‘Murder Chez Proust’ aka ‘Meurte chez Tante Lèonie’ (1994) by Estelle Monbrun

GoodReads meta-data is 256 pages rated 3.0 by 27 litizens.
Verdict: Best for Proustians
Prosut cover.jpg
A small conference of Proustians gathers at Illiers in Aunt Lèonie’s house now a museum dedicated to the sickly Marcel. The organisers include the unscrupulous Adeline whose speciality is blackmailing others with her own remembrances of things past. She brow beats her timid secretary who is also at the mercy of her PhD dissertation supervisor, a man combining all the worst features of a god-professor, one who smokes. To add to the spice, Adeline has both a lover, who really does love her, and a fiancee. Neither of whom see her faults, so readily apparent to others. In the case of these two men, love is not only blind, but deaf and dumb.
In addition to the locals, a party of American stereotypes has descended on the conference. Well, the French did invent the concept of ‘chauvinism.’
The plot thickens when Adeline is found dead in the house museum. Inspector Jean-Pierre Foucheroux is there to investigate along with his sergeant Leila Djemani. These two soon establish a long list of people with motives to harm Adeline, including all those mentioned above and more. In fact, just about anyone who ever met her.
There are some apposite Proust references, but never enough to satisfy a Proustian and too many for others. There is the usual bluster from witnesses, and the secretary is so timid it is hard to believe she is a Parisienne of thirty.
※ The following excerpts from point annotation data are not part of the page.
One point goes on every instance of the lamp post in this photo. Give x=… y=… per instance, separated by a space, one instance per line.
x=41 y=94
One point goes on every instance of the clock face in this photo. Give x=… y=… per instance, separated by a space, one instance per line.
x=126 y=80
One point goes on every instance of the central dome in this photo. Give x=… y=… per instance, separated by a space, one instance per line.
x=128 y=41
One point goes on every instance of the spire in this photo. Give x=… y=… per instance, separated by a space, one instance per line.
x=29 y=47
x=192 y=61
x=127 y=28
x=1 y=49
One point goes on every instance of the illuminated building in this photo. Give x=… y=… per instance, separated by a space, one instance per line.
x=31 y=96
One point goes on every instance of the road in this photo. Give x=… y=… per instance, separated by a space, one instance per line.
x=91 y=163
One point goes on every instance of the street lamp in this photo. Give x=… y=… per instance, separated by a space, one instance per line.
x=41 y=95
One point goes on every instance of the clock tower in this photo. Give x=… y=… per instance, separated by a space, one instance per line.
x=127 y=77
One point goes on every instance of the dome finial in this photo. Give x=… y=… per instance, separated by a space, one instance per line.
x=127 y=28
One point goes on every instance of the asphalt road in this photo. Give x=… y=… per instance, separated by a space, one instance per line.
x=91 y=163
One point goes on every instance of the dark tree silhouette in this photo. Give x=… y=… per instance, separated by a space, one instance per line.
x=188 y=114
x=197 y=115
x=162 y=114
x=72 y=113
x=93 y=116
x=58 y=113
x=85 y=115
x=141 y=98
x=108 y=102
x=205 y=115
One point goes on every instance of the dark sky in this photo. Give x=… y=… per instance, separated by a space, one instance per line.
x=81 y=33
Foucheroux and Djemani (nicknamed Gimpy and Chipmunk by colleagues) make a good pair of sleuths, and I liked the context. But the pace is slowed by Foucheroux’s backstory, a matter of indifference and irritation to me. While the characterisations are largely cardboard, I did love the displays of scholarly pretension in several of them. That part rang true. God-professors, indeed.
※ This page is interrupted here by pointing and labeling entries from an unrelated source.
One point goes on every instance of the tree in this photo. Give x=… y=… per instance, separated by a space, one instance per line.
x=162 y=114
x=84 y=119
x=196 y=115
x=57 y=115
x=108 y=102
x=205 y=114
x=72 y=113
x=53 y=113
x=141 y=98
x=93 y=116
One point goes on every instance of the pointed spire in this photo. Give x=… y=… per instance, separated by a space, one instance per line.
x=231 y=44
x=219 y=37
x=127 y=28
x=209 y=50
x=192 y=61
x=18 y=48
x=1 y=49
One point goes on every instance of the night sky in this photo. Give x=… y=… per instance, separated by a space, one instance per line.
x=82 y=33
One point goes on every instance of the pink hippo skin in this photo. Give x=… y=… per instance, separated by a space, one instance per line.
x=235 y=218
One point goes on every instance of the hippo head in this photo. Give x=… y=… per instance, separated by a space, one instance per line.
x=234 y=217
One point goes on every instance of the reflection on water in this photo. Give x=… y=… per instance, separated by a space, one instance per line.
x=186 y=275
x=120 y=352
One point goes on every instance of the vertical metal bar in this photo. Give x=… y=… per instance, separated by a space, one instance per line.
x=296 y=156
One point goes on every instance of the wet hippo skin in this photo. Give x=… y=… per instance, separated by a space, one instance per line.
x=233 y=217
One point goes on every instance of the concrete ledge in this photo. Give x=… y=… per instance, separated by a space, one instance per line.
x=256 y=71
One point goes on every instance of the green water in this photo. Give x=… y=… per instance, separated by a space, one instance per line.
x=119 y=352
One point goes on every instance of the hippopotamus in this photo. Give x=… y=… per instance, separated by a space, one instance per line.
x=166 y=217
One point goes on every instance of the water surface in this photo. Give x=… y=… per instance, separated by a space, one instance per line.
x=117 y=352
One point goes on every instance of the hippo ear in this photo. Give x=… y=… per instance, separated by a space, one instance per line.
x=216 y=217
Monbrun.jpg Estelle Monbrun
The author is a teacher who has no doubt seen all of these characteristics on display more than once. She has several other titles of the same ilk.
As I was finishing this book, I thought it so-so. Then I read the author’s afterward, which I found charming, informative, and engaging. Maybe I will read another one. She being a serious literary scholar had no ambition to write a novel, until moving to St Louis and discovering the necessity raking leaves.
Huh?
She went at leaf raking with such conviction that it led to a herniated disk, and while lying abed contemplating her errors, lacking the concentration to bandy lit crit, she wrote this krimi. By placing it is chez Proust, by dotting it with Proust bons mots, by populating it with Proust enthusiasts, she hoped it might entice some readers to turn to the man himself. The pleasure in forming that ambition led her on to other writers, e.g., Collete, Montaigne, and more.
Moi, I never went at leaf raking with conviction, though I have certainly gone at it, marvelling at how many leaves a couple of trees drop. The last time I did this I had to stuff them into large orange bags because these were collected to later be opened and the leaves shredded and the bags re-used. Well that was the story. However the low bid contractor had taken the money and run, and the bags were all going — unopened — into land fill. But we rakers, until the story was blown, had the comfort of supposing the work of bag stuffing had an environmental benefit. Ha, ha, ha. OK but you try stuffing endless leaves into orange bags to see how much fun it is.